There were exceptions, but Buda says employee reaction was as positive as it could be. Most of the former workers sent him letters or e-mails saying they felt they were treated fairly during the layoffs. A potentially ugly situation was avoided.
"It was very gratifying to see that we handled it in the right way from a people issue," Buda says. "We were compassionate to their needs, and they appreciated that."
Here's how Buda helped make the layoff process a little less painful.
Laid-off employees were issued severance packages, which according to most of the workers were fair and comprehensive. Human resource experts recommend that when you design a severance package, you prepare a full written explanation of benefits, including profit sharing, stock options, any bonus arrangements, medical insurance continuation and unused vacation days. Spoken agreements are dangerous.

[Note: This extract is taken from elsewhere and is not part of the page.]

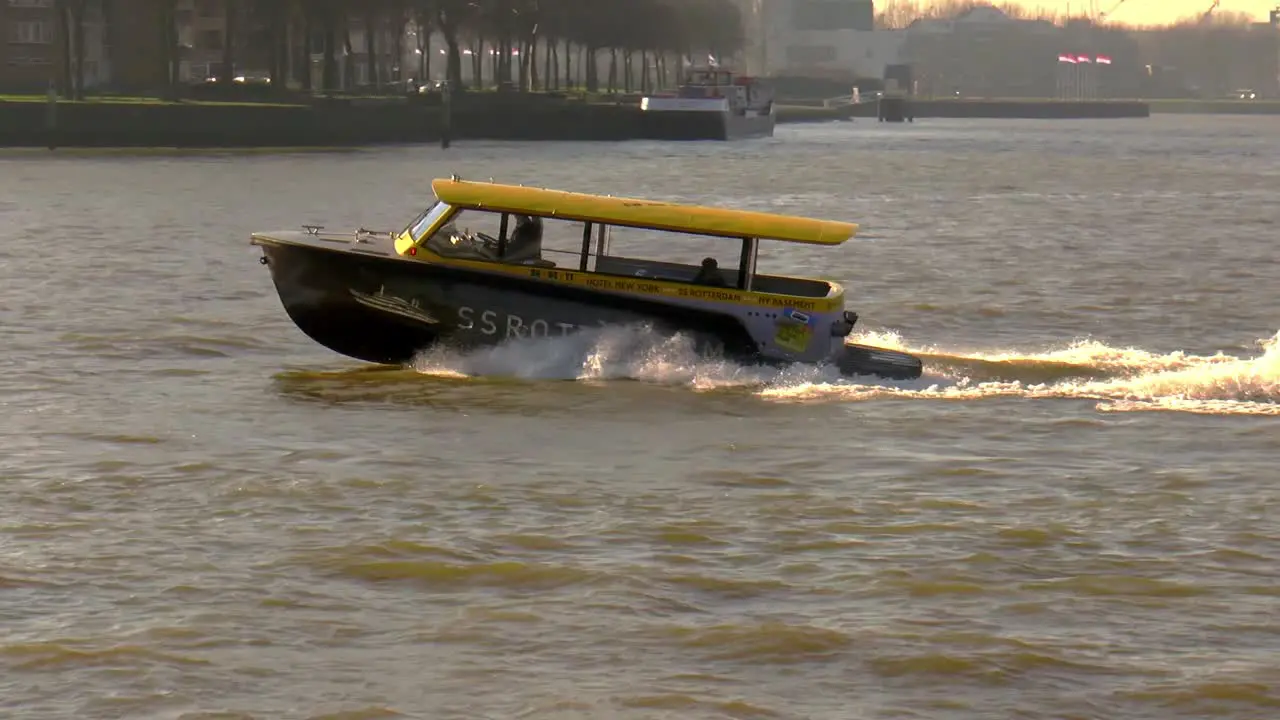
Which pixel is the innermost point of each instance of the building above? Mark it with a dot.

There must be clear and open communication about when and why the layoffs are happening. Be ready to field all sorts of questions, but more important, know when to listen, Buda says.
People will react in different ways when they find out they are being let go. Experts say be sure to keep the first meeting brief and to the point. It's not likely that employees will grasp everything you tell them in that first meeting, so make it clear you will be available later for a review.
Take it slow
Buda closed the field offices one at a time, about a month apart. It's better to spread out a consolidation project and downsizing of workers, depending on how many employees will be let go. It's less jarring for the employees, and for customers, as well.
"The result has been a very successful transition and implementation," Buda says. "As much as I hated to see some of our people go, on the other end, I knew that they were talented enough that they would find something that they would be pleased with and be happy with, and I think that has happened."